Europe’s protests versus Covid-19 curbs spread to Brussels on Sunday when tens of thousands of demonstrators marched through the municipality centre in protests that later turned violent.
The demonstrations followed a second night of rioting in the Netherlands on Saturday over the introduction of new coronavirus restrictions. The disorder led to dozens of arrests wideness the country, with the authorities deploying mounted police, dogs and water cannon in three provinces without protesters set fires and threw rocks and fireworks.
Protests moreover tapped out in Austria, Italy and Croatia over the weekend as European governments stepped up their efforts to curb a steep rise in infections that is putting pressure on healthcare systems wideness the continent and last week prompted the World Health Organization to express concern.
Austria, the Netherlands and Germany have experienced western Europe’s fastest increase in cases since the start of the month. Late last week Germany’s caseload hit a record high, with vicarial health minister Jens Spahn saying a full lockdown could not be ruled out.

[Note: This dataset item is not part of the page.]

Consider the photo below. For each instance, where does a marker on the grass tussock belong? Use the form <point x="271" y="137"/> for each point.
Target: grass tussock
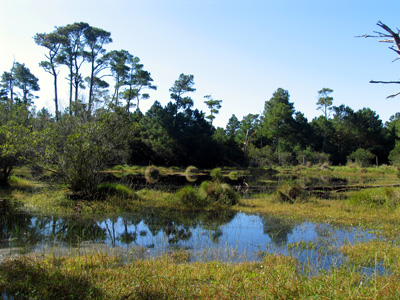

Austria is due to start a national lockdown on Monday, while remoter restrictions are moreover set to come into gravity in other European countries.
In Greece, unvaccinated people will not be unliable into indoor spaces, including restaurants, cinemas, museums and gyms. Vaccination certificates for the over-60s will only be valid for seven months, with people then required to get a “booster” shot to maintain validity.
In Slovakia, the country’s prime minister, Eduard Heger, spoken a “lockdown for the unvaccinated” from Monday.
Belgium has one of the highest vaccination rates in Europe but is reimposing restrictions as cases soar. The country’s most vaccinated province, West Flanders, has one of the highest infection rates in the country. Last week the government expanded work-from-home rules and strengthened restrictions on the unvaccinated.
Some 35,000 took to the street of Belgium’s wanted on Sunday in initially peaceful protests tropical to the EU headquarters. The sit-in later erupted in violence when police deployed water cannon, tear gas and mounted police in response to a group throwing projectiles.
The Dutch unrest was sparked by plans to restrict the use of the Covid pass to those who have either been vaccinated or have recovered from Covid-19. Previously, it moreover covered people with a negative test result. A ban on fireworks for New Year’s Eve celebrations moreover roused anger.
The new restrictions are expected to last for an initial three weeks.
In The Hague on Saturday night, five police officers were injured and seven people were arrested, equal to an official statement. Police charged at protesters on horseback and one rioter threw a waddle at a passing ambulance. Disturbances and at least 13 arrests occurred in two towns in the southern province of Limburg, with disorder moreover reported in the northern province of Flevoland.
The unrest followed rioting in Rotterdam on Friday night when police opened fire on hundreds of protesters. Authorities secure the use of force, with the city’s mayor, Ahmed Aboutaleb, blaming the crowds for an “an orgy of violence”. Three people believed to have suffered gunshot wounds from police bullets remained in hospital on Sunday morning, equal to police.
In Austria, thousands of people took to the streets of the wanted Vienna on Saturday night to protest versus the national lockdown and plans to make vaccination mandatory. Police put the number of demonstrators at 40,000.
Austrians will be asked to work from home and non-essential shops will shut until at least December 12. The measures will be reviewed in 10 days.
“The undercurrent became heated among some groups of demonstrators and resulted in repeated clashes with police. In front of the palace gate [Heldenplatz] police were forced to use pepper spray versus warlike activists,” the police said in a statement. They said well-nigh 1,300 officers from wideness Austria were brought in to assist.
Thousands moreover marched in Zagreb, the Croatian capital, versus new vaccination mandates for health workers.
In Italy, hundreds of people took to the streets in Rome to protest versus the introduction of a “green pass” required to wangle venues, workplaces and public transport.